Menghikmati Anugerah Tembakau Melalui Festival Tungguk Tembakau

  •  
  •  
  •  
  •  
  •  

Dari ketinggian sekitar 1300 meter di atas permukaan laut dengan suhu udara sekitar 11 derajat celcius Festival Tungguk Tembakau dilangsungkan. Tepatnya di Desa Senden, Boyolali, Jawa Tengah, berada persis di lereng Merbabu. Dari daerah Jawa Tengah inilah kita ketahui beragam jenis tembakau terbaik Indonesia dihasilkan.

Pada bulan Agustus ini hasil panen petani tembakau terbilang berlimpah ruah. Untuk mensyukuri hasil panen tersebut, masyarakat setempat kerap melakukan ritual. Salah satunya adalah Tungguk Tembakau. Belakang populer disebut sebagai Festival Tembakau.

Festival yang digelar selama tiga hari itu terhitung dari 1 Agustus hingga 3 Agustus 2018 berlangsung khidmat dan meriah. Prosesinya diawali dengan kirab sesaji berupa gundukan tembakau, aneka sayuran, nasi tumpeng dan lauk yang dibawa menggunakan tandu dan dihantarkan ke sebuah makam yang dikeramatkan, yakni Makam Gunungsari.

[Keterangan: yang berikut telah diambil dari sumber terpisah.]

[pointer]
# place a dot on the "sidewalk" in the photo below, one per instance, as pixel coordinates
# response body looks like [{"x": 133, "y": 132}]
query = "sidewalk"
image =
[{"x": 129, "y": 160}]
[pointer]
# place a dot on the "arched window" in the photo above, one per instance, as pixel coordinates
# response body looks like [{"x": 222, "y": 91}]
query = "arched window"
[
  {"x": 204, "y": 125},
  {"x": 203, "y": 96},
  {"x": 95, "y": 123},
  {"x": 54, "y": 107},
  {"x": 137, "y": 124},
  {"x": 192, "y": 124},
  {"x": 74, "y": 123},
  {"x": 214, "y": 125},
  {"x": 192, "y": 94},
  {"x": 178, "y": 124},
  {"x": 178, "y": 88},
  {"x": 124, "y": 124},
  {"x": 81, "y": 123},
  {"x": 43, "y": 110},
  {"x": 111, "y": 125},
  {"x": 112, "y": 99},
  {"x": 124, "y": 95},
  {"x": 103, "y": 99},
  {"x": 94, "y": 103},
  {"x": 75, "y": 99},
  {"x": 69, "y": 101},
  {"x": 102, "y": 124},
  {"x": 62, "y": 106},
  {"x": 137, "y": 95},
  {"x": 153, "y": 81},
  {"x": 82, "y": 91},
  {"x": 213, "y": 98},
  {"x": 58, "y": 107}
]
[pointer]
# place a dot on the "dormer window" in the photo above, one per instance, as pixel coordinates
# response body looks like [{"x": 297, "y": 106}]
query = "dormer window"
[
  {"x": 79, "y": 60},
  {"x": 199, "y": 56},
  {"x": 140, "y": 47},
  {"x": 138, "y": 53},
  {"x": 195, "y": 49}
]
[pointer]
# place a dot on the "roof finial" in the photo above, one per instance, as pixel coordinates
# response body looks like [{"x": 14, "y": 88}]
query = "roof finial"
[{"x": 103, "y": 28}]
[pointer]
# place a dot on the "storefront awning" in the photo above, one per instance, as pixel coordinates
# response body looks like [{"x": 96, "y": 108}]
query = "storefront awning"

Kemeriahan ritual adat ini diikuti ratusan penari dan aneka kesenian lokal. Para peserta kirab ini berjalan sejauh 2,5 kilometer membawa sesaji tersebut. Di ujung acara sebagian besar hantaran tersebut dibagikan untuk umum. Masyarakat menyambut kemeriahan festival tersebut dengan penuh antusias.

Baca Juga:  Cara Membuat Asbak Hias Berbahan Resin

Menurut sumber setempat, ada sekitar empat ton tembakau dalam kurun lima bulan mampu dihasilkan dari daerah lereng Merbabu. Warga setempat memiliki kepercayaan nasi tumpeng yang telah didoakan di makam Gunungsari akan menambah rejeki, tak heran hasil panen yang melimpah dalam iringan itu diperebutkan masyarakat di akhir acara. Masyarakat setempat meyakininya sebagai upaya ngalap berkah.

Tak dipungkiri kekayaan sumber daya alam Indonesia telah memberi berbagai manfaat bagi penghidupan masyarakat. Kearifan lokal yang lahir dari kejeniusan bangsa kita ditunjukkan pula dengan adanya produk kretek. Perpaduan tembakau dan cengkeh. Yang sampai hari ini bisa kita rasakan keberadaannya.

Bukan hanya mayarakat tani saja yang merasakan hasilnya, dari produk kretek ini pula negara mendapatkan pemasukan. Tidaklah heran jika kemudian lahir berbagai bentuk ungkapan rasa syukur melalui ritus-ritus lokal yang dipersembahkan.

Selain untuk membuktikan betapa kekayaan alam kita adalah anugerah yang membawa manfaat luas. Ritus-ritus yang dilangsungkan itu pun menunjukkan adanya kearifan dan keguyuban bangsa kita dalam memaknai hasil kerjanya.

Baca Juga:  3 Alasan Kenapa Saya Membutuhkan Rokok

Tanaman tembakau yang menjadi sumber penghidupan masyarakat telah mengantarkan bangsa ini mendunia melalui kretek dan kearifannya. Hal inilah mestinya yang selalu harus kita ingat bahwa apa yang kita dapatkan hari ini terdapat andil besar dari para pendahulu. Iya mereka adalah para petani sekaligus soko guru bangsa. Pada Agustus ini, dimana perayaan hari kemerdekaan pun dilangsungkan mestinya kita dapat menyerap nilai-nilai kejeniusan masyarakat tani.

Biar bagaimanapun apa yang kita (baca: konsumen) konsumsi hari ini tak lepas dari andil kerja petani yang berada di hulu industri olahan. Dari situlah kita harusnya mampu pula merefleksikan rasa syukur atas kemerdekaan serta kebermanfaatan tembakau bagi bangsa ini.